Let’s say that the comment of a column should contain a comma-separated list of used that should access the column.

db/migrate/20220518125955_add_access_rights.rb
ActiveRecord::Schema[7.0].define(version: 2022_05_18_125955) do
class AddAccessRights < ActiveRecord::Migration[7.0]
  def change
    change_column :contracts, :status, :contract_status, comment: "data"
    change_column :contracts, :created_at, :datetime, comment: "data"

    change_column :elder_gods, :surname, :string, comment: "data, other_app"
    change_column :elder_gods, :followers, :bigint, comment: "data"
  end
end

After running the migration, the data is in the db/schema.rb file (and in the database):

db/schema.rb
ActiveRecord::Schema[7.0].define(version: 2022_05_18_125955) do
    # …
    create_table "contracts", force: :cascade do |t|
        t.enum "status", null: false, enum_type: "contract_status", comment: "data"
        t.datetime "created_at", precision: nil, null: false, comment: "data"
    end

    create_table "elder_gods", force: :cascade do |t|
        t.string "surname", null: false, comment: "data, other_app"
        t.bigint "followers", null: false, comment: "data"
    end
    # …
end

In a single file I have all the information related to the database structure: nice.

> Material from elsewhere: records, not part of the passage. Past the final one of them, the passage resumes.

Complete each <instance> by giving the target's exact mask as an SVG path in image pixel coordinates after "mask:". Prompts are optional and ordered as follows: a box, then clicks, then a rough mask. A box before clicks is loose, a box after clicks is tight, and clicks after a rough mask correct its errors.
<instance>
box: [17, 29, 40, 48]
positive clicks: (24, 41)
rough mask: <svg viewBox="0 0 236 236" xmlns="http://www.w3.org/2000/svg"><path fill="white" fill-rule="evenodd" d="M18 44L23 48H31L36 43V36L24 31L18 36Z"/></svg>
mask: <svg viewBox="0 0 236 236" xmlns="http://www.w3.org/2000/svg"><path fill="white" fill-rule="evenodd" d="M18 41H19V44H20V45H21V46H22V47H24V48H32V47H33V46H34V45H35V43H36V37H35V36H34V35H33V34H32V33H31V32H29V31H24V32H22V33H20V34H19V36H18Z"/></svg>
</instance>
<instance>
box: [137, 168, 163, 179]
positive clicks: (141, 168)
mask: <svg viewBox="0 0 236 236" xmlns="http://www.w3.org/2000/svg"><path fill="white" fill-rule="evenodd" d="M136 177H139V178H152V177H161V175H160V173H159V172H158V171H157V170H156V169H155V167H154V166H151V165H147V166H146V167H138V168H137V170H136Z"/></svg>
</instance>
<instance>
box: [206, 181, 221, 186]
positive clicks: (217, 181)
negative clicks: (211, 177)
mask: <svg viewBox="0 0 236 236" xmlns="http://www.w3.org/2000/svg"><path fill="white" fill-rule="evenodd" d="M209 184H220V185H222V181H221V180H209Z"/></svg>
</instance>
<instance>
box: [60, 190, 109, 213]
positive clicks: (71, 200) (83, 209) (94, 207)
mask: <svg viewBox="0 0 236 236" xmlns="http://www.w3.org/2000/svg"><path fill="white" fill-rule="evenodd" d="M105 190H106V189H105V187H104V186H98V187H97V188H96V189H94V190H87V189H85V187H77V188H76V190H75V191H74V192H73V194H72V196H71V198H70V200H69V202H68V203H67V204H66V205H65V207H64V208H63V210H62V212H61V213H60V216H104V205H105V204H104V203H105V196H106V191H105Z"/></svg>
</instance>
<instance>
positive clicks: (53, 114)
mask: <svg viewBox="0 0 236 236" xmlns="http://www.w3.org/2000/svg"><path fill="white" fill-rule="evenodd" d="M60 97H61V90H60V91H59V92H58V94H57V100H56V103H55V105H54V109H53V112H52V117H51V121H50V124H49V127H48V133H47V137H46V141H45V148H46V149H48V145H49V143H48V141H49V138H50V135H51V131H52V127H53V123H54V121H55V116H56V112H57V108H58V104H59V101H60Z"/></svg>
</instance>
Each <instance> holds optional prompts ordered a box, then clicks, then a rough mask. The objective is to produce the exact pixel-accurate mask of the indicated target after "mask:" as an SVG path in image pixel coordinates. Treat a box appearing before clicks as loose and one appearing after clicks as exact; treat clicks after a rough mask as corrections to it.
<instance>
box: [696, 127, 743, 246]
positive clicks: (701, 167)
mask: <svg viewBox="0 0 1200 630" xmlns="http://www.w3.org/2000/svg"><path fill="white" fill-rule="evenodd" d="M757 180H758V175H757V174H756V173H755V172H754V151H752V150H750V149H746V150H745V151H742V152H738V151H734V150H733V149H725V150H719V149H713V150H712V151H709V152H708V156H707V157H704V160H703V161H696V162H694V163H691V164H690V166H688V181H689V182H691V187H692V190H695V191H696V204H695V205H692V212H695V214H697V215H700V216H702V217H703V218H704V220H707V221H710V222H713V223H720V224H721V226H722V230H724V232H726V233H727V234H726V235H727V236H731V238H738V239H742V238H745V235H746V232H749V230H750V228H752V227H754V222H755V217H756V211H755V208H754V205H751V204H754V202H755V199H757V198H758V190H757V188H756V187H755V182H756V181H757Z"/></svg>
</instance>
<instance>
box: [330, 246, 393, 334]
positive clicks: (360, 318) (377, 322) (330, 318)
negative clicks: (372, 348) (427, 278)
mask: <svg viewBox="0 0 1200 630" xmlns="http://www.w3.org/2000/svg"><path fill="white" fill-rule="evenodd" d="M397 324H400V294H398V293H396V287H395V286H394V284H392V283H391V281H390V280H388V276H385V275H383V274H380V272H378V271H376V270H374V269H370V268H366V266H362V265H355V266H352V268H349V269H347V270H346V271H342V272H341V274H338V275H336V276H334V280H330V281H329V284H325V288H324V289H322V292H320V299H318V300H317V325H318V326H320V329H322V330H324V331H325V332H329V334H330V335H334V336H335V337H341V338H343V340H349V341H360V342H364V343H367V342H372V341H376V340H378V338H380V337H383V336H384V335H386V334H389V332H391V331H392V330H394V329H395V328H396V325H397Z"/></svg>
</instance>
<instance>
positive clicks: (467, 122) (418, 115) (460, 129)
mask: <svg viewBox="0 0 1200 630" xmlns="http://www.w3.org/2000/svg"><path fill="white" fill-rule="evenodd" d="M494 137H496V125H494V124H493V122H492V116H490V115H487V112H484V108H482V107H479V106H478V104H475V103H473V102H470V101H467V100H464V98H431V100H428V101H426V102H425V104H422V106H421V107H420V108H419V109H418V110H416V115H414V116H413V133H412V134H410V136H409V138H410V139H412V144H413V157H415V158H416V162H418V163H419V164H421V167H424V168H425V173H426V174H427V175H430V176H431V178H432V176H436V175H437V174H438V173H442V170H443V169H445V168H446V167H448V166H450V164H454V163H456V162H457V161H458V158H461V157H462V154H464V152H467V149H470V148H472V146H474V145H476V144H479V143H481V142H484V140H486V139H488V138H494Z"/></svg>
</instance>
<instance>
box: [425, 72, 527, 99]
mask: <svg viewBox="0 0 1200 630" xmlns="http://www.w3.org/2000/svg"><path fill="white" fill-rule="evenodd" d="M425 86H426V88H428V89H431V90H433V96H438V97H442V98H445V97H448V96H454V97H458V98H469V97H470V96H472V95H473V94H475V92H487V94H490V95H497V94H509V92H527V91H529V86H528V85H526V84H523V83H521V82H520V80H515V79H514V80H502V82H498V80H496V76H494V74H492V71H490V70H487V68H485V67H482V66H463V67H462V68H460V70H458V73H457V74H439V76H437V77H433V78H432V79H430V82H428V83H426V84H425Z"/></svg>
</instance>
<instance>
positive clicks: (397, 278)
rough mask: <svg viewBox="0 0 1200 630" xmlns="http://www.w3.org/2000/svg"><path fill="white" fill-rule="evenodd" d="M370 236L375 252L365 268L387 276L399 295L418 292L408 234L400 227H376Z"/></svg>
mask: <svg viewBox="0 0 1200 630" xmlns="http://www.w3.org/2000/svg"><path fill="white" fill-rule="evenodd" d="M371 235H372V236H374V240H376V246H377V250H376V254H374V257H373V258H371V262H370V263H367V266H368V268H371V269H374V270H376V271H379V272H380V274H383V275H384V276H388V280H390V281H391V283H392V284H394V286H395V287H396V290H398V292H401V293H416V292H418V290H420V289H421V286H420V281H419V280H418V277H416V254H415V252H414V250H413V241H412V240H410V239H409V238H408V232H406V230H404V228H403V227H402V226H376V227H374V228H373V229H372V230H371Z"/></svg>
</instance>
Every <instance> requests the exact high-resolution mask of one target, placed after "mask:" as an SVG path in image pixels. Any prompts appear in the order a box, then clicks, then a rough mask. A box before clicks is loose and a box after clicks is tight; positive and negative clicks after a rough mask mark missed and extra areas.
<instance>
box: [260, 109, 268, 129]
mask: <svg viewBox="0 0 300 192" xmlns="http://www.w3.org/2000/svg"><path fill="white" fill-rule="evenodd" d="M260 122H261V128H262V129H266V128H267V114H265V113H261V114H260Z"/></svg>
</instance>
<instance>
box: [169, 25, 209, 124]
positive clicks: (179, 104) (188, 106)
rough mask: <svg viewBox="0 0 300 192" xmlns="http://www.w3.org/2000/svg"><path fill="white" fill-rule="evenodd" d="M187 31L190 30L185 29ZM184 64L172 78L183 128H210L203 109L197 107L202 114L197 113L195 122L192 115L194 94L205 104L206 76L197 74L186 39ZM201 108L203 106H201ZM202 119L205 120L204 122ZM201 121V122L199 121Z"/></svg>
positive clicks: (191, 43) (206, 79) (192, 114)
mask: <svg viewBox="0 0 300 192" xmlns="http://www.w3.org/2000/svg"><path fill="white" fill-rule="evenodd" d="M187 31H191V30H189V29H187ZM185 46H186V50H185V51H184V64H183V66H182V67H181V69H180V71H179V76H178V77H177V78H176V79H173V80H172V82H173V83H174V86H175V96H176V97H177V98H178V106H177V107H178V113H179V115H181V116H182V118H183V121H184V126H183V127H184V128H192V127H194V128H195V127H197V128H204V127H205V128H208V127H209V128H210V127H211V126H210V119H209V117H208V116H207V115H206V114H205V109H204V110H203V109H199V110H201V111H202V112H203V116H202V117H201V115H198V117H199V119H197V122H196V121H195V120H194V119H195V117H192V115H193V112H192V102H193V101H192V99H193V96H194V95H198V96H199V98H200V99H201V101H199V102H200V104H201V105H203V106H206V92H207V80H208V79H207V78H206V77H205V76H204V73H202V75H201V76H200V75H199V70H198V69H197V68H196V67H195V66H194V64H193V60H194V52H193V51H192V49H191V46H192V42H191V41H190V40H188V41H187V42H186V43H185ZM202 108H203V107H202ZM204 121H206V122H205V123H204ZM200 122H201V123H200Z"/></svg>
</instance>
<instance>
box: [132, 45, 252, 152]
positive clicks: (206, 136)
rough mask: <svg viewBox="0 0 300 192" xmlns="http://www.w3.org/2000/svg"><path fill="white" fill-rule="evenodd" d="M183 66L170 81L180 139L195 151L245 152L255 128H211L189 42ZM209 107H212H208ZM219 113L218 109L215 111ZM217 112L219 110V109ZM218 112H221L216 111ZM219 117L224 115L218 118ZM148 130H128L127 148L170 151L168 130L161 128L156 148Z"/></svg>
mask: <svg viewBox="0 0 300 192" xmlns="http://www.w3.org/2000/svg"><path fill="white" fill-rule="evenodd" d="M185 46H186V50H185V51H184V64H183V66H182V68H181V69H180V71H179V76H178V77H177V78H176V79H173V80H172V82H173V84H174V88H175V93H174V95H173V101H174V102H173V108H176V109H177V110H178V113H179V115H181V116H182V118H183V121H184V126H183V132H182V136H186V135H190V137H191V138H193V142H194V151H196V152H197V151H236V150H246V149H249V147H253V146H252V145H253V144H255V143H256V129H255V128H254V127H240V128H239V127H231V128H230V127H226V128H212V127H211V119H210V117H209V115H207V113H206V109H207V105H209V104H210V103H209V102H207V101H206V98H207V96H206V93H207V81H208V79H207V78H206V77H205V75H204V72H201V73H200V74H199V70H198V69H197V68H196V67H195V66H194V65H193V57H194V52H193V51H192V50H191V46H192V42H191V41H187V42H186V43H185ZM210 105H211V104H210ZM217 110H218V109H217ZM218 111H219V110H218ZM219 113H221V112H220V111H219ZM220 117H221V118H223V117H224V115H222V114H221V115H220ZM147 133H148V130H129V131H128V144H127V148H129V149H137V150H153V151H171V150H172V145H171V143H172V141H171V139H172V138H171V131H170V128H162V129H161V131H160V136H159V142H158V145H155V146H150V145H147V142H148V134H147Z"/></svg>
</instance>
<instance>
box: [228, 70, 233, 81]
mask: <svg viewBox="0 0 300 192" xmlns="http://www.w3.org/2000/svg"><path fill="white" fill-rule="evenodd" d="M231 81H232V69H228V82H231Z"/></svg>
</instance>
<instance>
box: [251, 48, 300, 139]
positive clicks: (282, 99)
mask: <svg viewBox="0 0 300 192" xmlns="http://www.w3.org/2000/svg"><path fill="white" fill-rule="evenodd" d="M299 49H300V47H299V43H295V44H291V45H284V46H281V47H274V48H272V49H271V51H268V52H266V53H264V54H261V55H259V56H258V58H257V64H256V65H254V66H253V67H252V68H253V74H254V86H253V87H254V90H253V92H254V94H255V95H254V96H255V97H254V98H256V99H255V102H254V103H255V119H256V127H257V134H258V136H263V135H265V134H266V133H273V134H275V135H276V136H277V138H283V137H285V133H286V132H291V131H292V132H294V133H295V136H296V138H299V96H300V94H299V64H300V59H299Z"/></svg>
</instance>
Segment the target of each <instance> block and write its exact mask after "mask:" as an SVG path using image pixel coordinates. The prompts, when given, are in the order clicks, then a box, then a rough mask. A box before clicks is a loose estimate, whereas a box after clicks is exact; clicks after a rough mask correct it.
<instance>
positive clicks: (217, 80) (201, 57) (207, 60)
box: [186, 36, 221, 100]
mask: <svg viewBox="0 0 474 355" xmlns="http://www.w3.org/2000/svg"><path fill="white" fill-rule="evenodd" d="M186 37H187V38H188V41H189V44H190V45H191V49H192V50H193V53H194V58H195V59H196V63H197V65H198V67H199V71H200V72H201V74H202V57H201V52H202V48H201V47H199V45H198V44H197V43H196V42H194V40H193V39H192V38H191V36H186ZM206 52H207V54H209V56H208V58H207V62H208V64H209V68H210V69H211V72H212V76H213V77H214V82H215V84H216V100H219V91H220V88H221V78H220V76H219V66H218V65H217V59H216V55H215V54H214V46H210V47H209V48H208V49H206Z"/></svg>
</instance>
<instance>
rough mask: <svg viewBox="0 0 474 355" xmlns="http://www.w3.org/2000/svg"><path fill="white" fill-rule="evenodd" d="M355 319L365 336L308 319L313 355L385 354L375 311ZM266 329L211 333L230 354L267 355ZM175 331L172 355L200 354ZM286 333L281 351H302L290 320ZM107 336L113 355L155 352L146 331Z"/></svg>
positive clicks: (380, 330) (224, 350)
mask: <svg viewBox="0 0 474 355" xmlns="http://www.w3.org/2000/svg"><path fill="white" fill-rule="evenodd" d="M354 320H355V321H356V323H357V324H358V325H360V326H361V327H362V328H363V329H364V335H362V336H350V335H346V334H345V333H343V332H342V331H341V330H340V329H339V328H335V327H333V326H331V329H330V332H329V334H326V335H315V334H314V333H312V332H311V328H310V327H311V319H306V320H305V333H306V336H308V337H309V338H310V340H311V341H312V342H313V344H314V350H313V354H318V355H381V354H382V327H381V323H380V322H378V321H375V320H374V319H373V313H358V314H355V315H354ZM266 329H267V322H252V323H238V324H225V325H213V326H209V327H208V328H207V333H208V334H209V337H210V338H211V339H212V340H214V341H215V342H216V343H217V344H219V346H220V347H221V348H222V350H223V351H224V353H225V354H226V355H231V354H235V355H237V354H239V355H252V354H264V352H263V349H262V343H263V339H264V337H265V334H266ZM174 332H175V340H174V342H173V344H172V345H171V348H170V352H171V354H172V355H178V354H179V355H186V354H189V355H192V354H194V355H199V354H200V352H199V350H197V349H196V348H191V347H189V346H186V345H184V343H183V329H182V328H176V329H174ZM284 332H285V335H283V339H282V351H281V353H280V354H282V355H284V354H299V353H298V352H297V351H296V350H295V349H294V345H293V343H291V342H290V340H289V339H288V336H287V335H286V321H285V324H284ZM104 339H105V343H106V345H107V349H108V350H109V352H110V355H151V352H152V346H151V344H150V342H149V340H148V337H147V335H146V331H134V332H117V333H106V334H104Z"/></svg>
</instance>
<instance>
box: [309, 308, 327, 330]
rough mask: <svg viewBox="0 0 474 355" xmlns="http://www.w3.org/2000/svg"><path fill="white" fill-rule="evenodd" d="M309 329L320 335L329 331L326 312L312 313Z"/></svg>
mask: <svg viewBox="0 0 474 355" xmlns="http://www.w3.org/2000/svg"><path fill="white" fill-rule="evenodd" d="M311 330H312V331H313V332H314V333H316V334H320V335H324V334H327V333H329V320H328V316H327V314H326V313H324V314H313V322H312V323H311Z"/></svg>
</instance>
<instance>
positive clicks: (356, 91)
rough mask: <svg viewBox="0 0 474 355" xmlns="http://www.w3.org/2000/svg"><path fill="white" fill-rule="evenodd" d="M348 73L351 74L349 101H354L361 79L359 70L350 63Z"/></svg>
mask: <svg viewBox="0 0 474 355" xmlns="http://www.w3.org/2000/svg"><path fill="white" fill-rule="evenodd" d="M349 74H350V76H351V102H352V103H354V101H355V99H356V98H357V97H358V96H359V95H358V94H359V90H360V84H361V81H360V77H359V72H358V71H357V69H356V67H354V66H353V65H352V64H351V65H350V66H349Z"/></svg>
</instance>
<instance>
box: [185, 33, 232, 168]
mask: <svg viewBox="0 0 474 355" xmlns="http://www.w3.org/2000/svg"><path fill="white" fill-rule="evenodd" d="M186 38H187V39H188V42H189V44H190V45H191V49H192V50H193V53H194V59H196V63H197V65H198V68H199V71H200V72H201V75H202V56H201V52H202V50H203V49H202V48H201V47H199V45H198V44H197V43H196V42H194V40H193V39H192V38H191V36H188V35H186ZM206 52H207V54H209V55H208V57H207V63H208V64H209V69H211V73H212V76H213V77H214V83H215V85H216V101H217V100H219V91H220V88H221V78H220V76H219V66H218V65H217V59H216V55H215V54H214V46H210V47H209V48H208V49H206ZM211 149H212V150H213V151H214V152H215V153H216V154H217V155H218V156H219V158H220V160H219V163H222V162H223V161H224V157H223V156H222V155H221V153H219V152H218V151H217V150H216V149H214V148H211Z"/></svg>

Now it’s time to rely to manage the access right.

I’ll do it with a rake task that will be run after the code is deployed on the server. This way it will be run just after the schema update which means any new columns will be made available (or unavailable) ASAP.

lib/tasks/access_rights.rake
require 'set'

namespace :access_rights do

  MANAGED_USERS = [
    'data'
  ]

  # @param [ConnectionAdapters::Column] column
  # @return [Array<String>]
  def allowed_users(column)
    comment = column.comment
    comment.blank? ? [] : comment.split(', ').map { |e| e.strip }
  end

  # @param [String] sql
  def run_query(sql)
    ActiveRecord::Base.connection.exec_update(sql, "Access right", [])
  end

  task update: :environment do
    ActiveRecord::Base.connection.tables.each do |table_name|
      # Ignore the schema migration table and tables without models
      if (table_name != 'schema_migrations') &&
        ActiveRecord.const_defined?(table_name.classify)
        pp "Processing table [#{table_name}]"
        users_allowed_for_table = Set.new

        table_name.classify.constantize.columns.each do |column|
          users_allowed_for_column = allowed_users(column)

          users_allowed_for_column.each do |user|
            if MANAGED_USERS.include?(user)
              pp "User #{user} is allowed for [#{table_name}.#{column.name}]"
              run_query(
                "GRANT SELECT (#{column.name}) ON #{table_name} TO #{user}"
              )
              users_allowed_for_table << user
            else
              warn("Unknown user [#{user}] for [#{table_name}.#{column.name}]")
            end
          end

          (MANAGED_USERS - users_allowed_for_column).each do |user|
            pp "User #{user} is not allowed for [#{table_name}.#{column.name}]"
            run_query(
              "REVOKE SELECT (#{column.name}) ON #{table_name} FROM #{user}"
            )
          end
        end

        # Table level-access
        MANAGED_USERS.each do |user|
          if users_allowed_for_table.include?(user)
            pp "User #{user} is allowed for [#{table_name}]"
            run_query(
              "GRANT SELECT ON #{table_name} TO #{user}"
            )
          else
            pp "User #{user} is not allowed for [#{table_name}]"
            run_query(
              "REVOKE SELECT ON #{table_name} FROM #{user}"
            )
          end
        end
      end
    end
  end
end

Note : with grant and revoke queries variable binding doesn’t seem to work, if you know how to do it please tell me.

Then we can run it:

> bundle exec rake access_rights:update
…
"Processing table [contracts]"
"User data is allowed for [contracts.status]"
"User data is not allowed for [contracts.email]"

It’s currently just an idea so it hasn’t been used on a real application, but at least it seems to work.

I’ve kept the code the simplest I can so you can adapt it to your use cases (but if you begin to store JSON or YAML data in the comment field, please check ).

I hope you enjoyed the idea and that maybe it will inspire you to try other nefarious things with this approach.